Annual celebration starts Thursday, but dozens are already in town
Mule Day campground
Posted 9:46 PM, Mar 31, 2025
and last updated 10:46 PM, Mar 31, 2025

COLUMBIA, Tenn. (WTVF) — Sometimes you're in the wrong place at the wrong time when severe weather strikes.

Overnight, dozens of people camping out ahead of Mule Day in Columbia found themselves in trailers in a wide-open park.

"I stood under the trailer and watched the rain, watched the wind, watched the clouds," explained Martha Carner.

For 12 years, Carner's participated in Mule Day, which includes a parade on Saturday featuring dozens of mules and horses.

Without a doubt, Carner says, there's always bad weather around Mule Day.

"It always rains at least one day while we're here, but this year I think it's going to rain three out of the five days," Carner said.

Around midnight, radar picked up rotation near Columbia.
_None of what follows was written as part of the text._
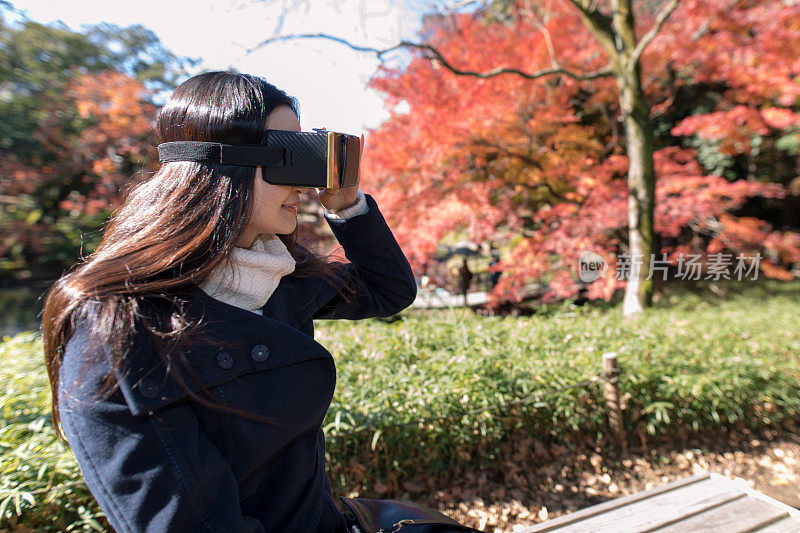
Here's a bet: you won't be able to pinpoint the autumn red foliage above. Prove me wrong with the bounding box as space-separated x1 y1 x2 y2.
0 71 157 276
361 0 800 305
Local law enforcement, paying attention to the meteorologists on the air, told people in the campground to move inside to a nearby high school.
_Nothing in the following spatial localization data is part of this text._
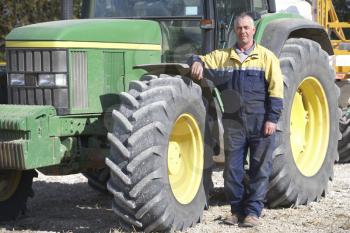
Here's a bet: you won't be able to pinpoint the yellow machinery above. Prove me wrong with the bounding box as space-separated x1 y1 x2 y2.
317 0 350 163
314 0 350 78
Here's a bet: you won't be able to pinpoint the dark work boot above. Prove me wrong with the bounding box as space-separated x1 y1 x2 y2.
239 215 259 227
223 213 242 225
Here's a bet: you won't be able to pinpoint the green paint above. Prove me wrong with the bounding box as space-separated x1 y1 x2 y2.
2 17 163 172
254 13 303 43
0 104 111 170
6 19 161 45
0 43 161 170
104 52 125 94
0 105 63 169
51 115 107 137
123 49 161 89
67 48 160 115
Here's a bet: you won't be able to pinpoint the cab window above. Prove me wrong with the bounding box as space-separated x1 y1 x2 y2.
215 0 251 48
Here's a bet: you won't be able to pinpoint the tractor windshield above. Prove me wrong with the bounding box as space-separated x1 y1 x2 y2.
93 0 203 17
89 0 204 63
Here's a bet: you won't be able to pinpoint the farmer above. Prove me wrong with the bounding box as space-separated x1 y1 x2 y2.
188 12 283 227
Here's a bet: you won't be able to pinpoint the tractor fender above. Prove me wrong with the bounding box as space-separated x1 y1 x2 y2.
134 63 191 76
259 18 334 57
199 78 225 160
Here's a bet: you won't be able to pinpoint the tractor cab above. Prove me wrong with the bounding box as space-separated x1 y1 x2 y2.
81 0 271 62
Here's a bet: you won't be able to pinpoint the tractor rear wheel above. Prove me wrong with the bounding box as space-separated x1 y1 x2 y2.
267 38 340 207
0 170 37 221
338 117 350 163
106 75 211 232
336 80 350 163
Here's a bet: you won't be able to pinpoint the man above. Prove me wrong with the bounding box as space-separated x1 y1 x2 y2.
188 13 283 227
"I woke up during the heaviest part of the rain — around 12:30 a.m. — when the cops came through and told us there was rotation, so we should probably take shelter," Carner said.

Unlike other areas of Columbia, like a stretch of Trotwood Avenue near Old Sunnyside Lane, there was no damage to the campground.

According to the Maury County Office of Emergency Management, they took calls about downed trees and power lines, and damage to multiple structures. Most people who lost power were customers of Columbia Power & Water Systems. However, as of Monday afternoon, all outages had been resolved.

At Maury County Park, not everyone heeded the warnings and took shelter. Carner chose to stay with her pregnant horses.

"We didn't want to leave the horses here, so we just stood there under the nose of the trailer and watched the weather around us," she said.

They were lucky that, this time, the cues they took from their horses were right.